O exercício de revisitar os livros que a Fundação Perseu Abramo tem divulgado na sua série “Nosso Antivírus é o Conhecimento”, a exemplo deste período de pandemia e restrição de movimentos, provoca um certo embaralhamento na percepção e vivência do tempo. As horas e os dias passam mesmo rápido demais, como muitas vezes afirma o dito popular? As coisas mudam ou apenas se repetem de forma angustiante?

O livro desta semana, “A Constituição Golpeada- 1988-2018” (clique para baixar), escrito a várias mãos antes que se soubesse o que os anos de 2019 e 2020 reservariam ao Brasil, procura propor um programa político e econômico mínimo para o país sair daquilo que já era identificado, no período Temer, como Estado de exceção.

Não se iluda o leitor com o adjetivo “mínimo” que acompanha a descrição do programa proposto pelo conjunto de artigos que compõe o livro. Embora seus pressupostos sejam resgatar o espírito original da Constituição de 1988, o objetivo não se afigura modesto nesta terra arrasada.

Nova constituinte e o cadáver insepulto do autoritarismo

Créditos: arte FPA

Nos dias de hoje, quando se discute o que deveria constar num manifesto de uma frente de oposição, e esse debate vem acompanhado de resistência a críticas mais explícitas à política econômica e à concentração de renda, por exemplo, “A Constituição Golpeada” é um livro ousado nos planos que projeta para o futuro.

Porém, a impressão que fica, à medida que se vai lendo o texto, é que que não há como desconsiderar que algumas das medidas ali expostas, ao mesmo tempo ousadas, são incontornáveis. Adiá-las ou fingir não as conhecer, parece, seria continuar embaralhando o tempo.

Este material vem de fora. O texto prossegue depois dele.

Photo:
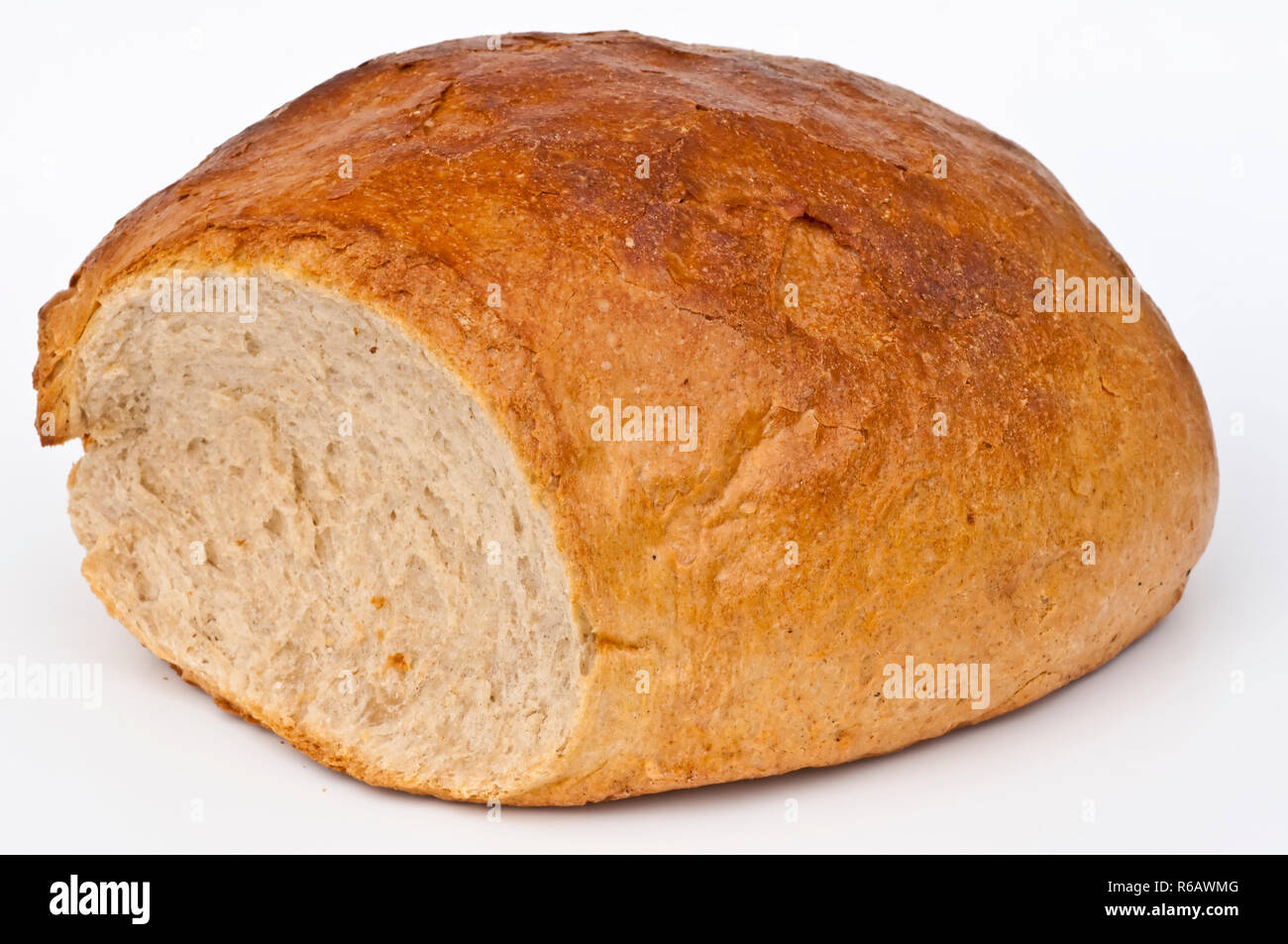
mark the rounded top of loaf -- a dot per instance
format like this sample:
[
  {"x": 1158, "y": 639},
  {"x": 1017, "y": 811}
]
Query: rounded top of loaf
[{"x": 690, "y": 171}]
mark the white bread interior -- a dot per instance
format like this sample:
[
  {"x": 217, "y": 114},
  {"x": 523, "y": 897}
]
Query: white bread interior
[{"x": 351, "y": 595}]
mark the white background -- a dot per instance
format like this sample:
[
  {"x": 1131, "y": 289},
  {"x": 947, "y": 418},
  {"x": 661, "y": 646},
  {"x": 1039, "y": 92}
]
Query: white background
[{"x": 1164, "y": 121}]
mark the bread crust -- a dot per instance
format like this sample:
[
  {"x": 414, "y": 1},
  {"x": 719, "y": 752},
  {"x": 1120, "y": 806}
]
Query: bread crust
[{"x": 518, "y": 168}]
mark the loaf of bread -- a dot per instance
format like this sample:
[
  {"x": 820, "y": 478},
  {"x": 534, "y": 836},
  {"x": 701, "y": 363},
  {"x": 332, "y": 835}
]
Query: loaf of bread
[{"x": 552, "y": 419}]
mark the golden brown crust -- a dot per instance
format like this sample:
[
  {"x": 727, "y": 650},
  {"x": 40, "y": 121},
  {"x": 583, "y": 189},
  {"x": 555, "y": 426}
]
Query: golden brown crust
[{"x": 516, "y": 167}]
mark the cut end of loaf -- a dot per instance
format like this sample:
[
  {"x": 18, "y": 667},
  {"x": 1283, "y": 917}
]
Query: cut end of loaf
[{"x": 318, "y": 524}]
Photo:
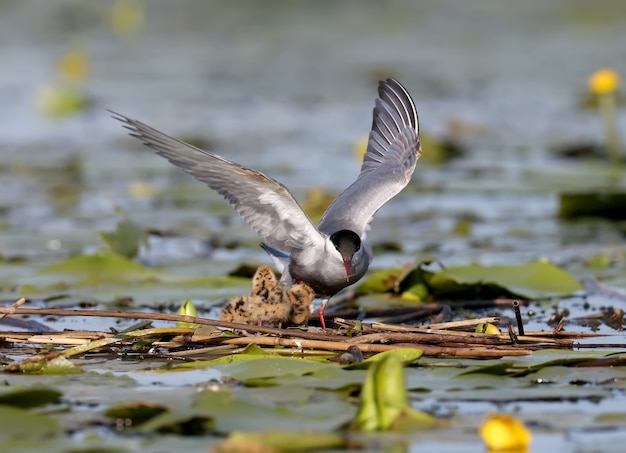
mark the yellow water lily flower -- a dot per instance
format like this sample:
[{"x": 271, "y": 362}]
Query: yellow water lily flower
[
  {"x": 502, "y": 432},
  {"x": 73, "y": 66}
]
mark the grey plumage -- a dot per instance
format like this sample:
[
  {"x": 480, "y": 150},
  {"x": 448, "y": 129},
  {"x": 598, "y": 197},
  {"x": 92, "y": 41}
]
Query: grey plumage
[{"x": 333, "y": 255}]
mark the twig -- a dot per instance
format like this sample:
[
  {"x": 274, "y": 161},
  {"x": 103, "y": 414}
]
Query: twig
[{"x": 518, "y": 317}]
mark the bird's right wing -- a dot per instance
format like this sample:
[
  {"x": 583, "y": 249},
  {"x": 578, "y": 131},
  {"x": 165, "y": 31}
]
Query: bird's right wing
[
  {"x": 388, "y": 164},
  {"x": 265, "y": 204}
]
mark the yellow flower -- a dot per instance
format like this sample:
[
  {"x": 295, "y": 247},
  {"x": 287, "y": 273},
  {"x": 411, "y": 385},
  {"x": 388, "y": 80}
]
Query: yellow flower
[
  {"x": 604, "y": 81},
  {"x": 73, "y": 66},
  {"x": 501, "y": 432}
]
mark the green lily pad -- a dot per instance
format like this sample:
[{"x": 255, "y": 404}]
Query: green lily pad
[
  {"x": 532, "y": 280},
  {"x": 405, "y": 356},
  {"x": 102, "y": 267},
  {"x": 28, "y": 396},
  {"x": 17, "y": 424}
]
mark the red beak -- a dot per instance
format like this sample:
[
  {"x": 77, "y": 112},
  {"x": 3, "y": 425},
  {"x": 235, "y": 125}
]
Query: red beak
[{"x": 348, "y": 263}]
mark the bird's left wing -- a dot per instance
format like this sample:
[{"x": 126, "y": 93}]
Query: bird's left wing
[{"x": 265, "y": 204}]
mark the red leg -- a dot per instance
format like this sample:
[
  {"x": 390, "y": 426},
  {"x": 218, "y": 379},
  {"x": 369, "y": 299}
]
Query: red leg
[{"x": 322, "y": 321}]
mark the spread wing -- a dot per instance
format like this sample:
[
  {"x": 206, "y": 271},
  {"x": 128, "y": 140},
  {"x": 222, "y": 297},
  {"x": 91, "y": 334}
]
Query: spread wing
[
  {"x": 265, "y": 204},
  {"x": 388, "y": 164}
]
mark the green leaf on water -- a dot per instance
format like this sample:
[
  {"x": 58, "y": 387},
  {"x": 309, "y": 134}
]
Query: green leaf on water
[
  {"x": 532, "y": 280},
  {"x": 17, "y": 424},
  {"x": 249, "y": 366},
  {"x": 137, "y": 412},
  {"x": 403, "y": 355},
  {"x": 384, "y": 403},
  {"x": 284, "y": 441},
  {"x": 236, "y": 413},
  {"x": 25, "y": 397}
]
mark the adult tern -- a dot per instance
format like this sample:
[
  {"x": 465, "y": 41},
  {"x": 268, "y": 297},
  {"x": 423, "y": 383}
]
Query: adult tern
[{"x": 334, "y": 254}]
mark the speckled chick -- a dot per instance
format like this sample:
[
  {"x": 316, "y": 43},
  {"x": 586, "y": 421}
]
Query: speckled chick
[
  {"x": 240, "y": 308},
  {"x": 300, "y": 297},
  {"x": 263, "y": 281},
  {"x": 278, "y": 306}
]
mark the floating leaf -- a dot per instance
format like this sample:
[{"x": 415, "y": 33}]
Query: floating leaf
[
  {"x": 384, "y": 403},
  {"x": 137, "y": 412},
  {"x": 403, "y": 355},
  {"x": 233, "y": 413},
  {"x": 281, "y": 441},
  {"x": 533, "y": 280},
  {"x": 19, "y": 424},
  {"x": 28, "y": 396}
]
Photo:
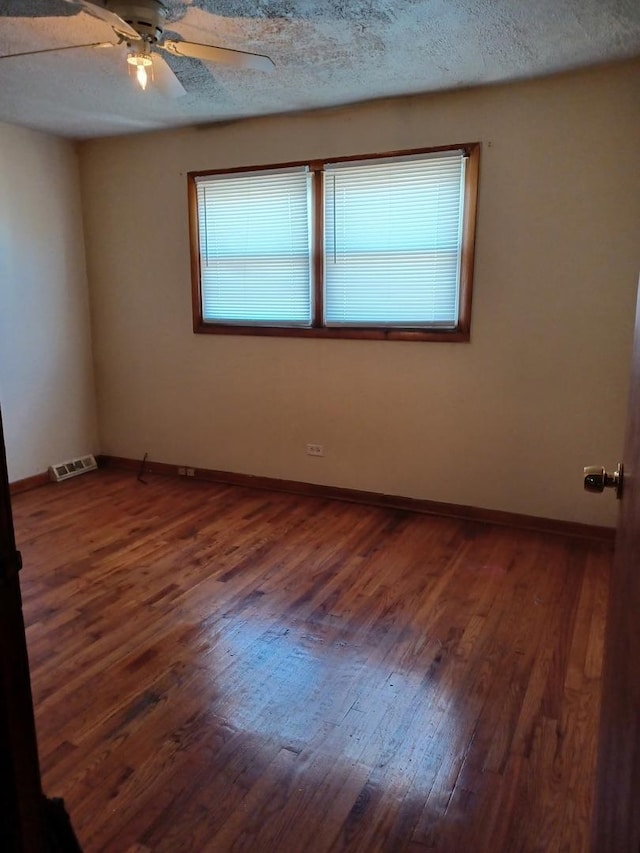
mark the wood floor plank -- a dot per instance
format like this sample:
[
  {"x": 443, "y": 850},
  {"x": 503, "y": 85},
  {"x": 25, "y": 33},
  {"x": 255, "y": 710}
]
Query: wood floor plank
[{"x": 222, "y": 668}]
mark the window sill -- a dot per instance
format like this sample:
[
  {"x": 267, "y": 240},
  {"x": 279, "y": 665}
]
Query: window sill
[{"x": 457, "y": 335}]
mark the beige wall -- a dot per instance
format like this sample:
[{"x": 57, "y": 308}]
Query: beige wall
[
  {"x": 46, "y": 375},
  {"x": 505, "y": 422}
]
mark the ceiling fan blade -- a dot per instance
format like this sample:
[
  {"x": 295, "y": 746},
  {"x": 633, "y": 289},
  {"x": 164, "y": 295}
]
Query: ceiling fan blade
[
  {"x": 222, "y": 55},
  {"x": 122, "y": 28},
  {"x": 164, "y": 80},
  {"x": 56, "y": 49}
]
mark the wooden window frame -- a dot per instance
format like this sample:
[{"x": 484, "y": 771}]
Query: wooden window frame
[{"x": 460, "y": 333}]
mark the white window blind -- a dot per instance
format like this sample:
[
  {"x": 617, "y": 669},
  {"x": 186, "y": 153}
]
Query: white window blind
[
  {"x": 393, "y": 241},
  {"x": 255, "y": 247}
]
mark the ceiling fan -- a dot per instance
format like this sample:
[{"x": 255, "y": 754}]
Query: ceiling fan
[{"x": 139, "y": 25}]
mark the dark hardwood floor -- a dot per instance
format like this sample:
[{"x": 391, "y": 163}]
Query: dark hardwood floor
[{"x": 216, "y": 668}]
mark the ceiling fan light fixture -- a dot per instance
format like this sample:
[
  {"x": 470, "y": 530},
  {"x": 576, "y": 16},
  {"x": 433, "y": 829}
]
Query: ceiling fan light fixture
[{"x": 141, "y": 62}]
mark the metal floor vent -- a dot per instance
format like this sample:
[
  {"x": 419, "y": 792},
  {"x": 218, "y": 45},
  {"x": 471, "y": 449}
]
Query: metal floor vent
[{"x": 64, "y": 470}]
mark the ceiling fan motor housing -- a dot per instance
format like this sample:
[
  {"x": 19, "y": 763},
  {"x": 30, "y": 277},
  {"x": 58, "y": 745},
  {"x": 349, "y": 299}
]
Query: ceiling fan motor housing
[{"x": 147, "y": 17}]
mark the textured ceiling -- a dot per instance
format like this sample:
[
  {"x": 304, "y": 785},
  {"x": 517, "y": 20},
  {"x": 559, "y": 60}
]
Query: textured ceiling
[{"x": 327, "y": 53}]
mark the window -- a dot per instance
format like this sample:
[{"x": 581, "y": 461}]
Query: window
[{"x": 377, "y": 247}]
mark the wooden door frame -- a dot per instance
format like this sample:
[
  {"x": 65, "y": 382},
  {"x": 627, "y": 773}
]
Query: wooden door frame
[{"x": 21, "y": 815}]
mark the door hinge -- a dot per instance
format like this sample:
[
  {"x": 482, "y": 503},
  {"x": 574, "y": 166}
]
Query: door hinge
[{"x": 10, "y": 564}]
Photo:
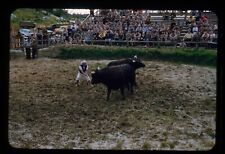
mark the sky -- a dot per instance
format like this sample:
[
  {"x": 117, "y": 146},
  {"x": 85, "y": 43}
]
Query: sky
[{"x": 78, "y": 11}]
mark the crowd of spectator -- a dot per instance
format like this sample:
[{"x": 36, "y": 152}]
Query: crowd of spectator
[{"x": 135, "y": 25}]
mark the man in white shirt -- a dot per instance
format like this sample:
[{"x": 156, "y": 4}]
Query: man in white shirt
[{"x": 82, "y": 72}]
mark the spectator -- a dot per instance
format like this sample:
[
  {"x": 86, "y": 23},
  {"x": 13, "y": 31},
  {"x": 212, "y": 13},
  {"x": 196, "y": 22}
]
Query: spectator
[
  {"x": 82, "y": 72},
  {"x": 205, "y": 36},
  {"x": 173, "y": 36},
  {"x": 34, "y": 46},
  {"x": 188, "y": 36}
]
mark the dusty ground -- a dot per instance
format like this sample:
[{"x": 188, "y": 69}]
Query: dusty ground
[{"x": 173, "y": 107}]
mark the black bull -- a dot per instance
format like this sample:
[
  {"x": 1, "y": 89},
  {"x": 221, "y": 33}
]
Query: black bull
[
  {"x": 130, "y": 61},
  {"x": 117, "y": 77}
]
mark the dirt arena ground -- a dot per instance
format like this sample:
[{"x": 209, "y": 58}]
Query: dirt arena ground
[{"x": 173, "y": 108}]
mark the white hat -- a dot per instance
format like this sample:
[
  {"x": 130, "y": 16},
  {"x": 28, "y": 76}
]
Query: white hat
[{"x": 83, "y": 62}]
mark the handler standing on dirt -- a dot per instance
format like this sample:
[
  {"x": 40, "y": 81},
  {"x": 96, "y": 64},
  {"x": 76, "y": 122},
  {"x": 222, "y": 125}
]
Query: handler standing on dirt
[{"x": 83, "y": 72}]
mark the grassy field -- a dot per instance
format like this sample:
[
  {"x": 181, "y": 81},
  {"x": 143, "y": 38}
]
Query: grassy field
[
  {"x": 173, "y": 107},
  {"x": 196, "y": 56}
]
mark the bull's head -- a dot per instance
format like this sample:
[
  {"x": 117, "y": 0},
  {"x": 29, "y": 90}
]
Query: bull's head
[
  {"x": 95, "y": 76},
  {"x": 137, "y": 64}
]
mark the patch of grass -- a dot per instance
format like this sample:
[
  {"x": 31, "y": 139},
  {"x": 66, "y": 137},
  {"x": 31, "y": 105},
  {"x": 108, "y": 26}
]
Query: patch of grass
[
  {"x": 164, "y": 145},
  {"x": 146, "y": 146},
  {"x": 172, "y": 144},
  {"x": 119, "y": 145},
  {"x": 165, "y": 134},
  {"x": 189, "y": 56},
  {"x": 210, "y": 132}
]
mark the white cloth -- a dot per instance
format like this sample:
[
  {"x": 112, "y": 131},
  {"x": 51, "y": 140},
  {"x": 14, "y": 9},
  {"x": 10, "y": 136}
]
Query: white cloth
[{"x": 82, "y": 76}]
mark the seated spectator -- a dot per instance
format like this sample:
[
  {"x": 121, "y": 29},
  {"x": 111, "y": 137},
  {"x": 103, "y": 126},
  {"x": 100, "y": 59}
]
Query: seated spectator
[
  {"x": 188, "y": 36},
  {"x": 173, "y": 36},
  {"x": 190, "y": 20},
  {"x": 212, "y": 36},
  {"x": 205, "y": 36}
]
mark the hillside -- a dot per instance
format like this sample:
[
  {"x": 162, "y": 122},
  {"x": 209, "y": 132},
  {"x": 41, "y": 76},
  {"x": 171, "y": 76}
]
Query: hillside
[{"x": 44, "y": 17}]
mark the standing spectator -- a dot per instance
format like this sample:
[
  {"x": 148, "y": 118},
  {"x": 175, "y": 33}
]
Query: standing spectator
[
  {"x": 173, "y": 36},
  {"x": 27, "y": 45},
  {"x": 188, "y": 36},
  {"x": 34, "y": 44},
  {"x": 205, "y": 36},
  {"x": 83, "y": 72}
]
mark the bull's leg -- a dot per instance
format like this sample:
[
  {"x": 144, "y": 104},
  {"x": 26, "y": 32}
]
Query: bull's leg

Reforma política, com financiamento público exclusivo e abertura ampla do aparelho do Estado, em todos os níveis de poder, ao controle social, é uma das mudanças inconclusas que parecem fazer muita falta. Democratização da comunicação, outra.

As propostas todas, como reforma tributária inclusiva, apontam para a perspectiva de que a vontade da maioria e suas necessidades sejam conhecidas para serem atendidas. Em sua apresentação, o livro defende um novo processo constituinte.

“As lições históricas são inúmeras e inequívocas: quando as forças progressistas passam pelo poder sem mudar a estrutura do Estado, elas ficam permanentemente expostas aos riscos de serem capturadas por ondas autoritárias, conservadoras e neoliberais. O enfrentamento contra tais destituições sistemáticas deve se dar pela reconstrução de ideias e forças que formem o corpo de um novo poder constituinte.

Para isso, é preciso alterar a correlação de forças na sociedade e, então, convocar uma Assembleia Nacional Constituinte.”, diz trecho do livro.

A estrutura autoritária do Brasil, assentada sobre a manutenção do fosso social, dos privilégios, da concentração de renda e poder e interdição da informação e conhecimento, é um cadáver insepulto que sorri pelas ruas, sem máscara nem álcool gel.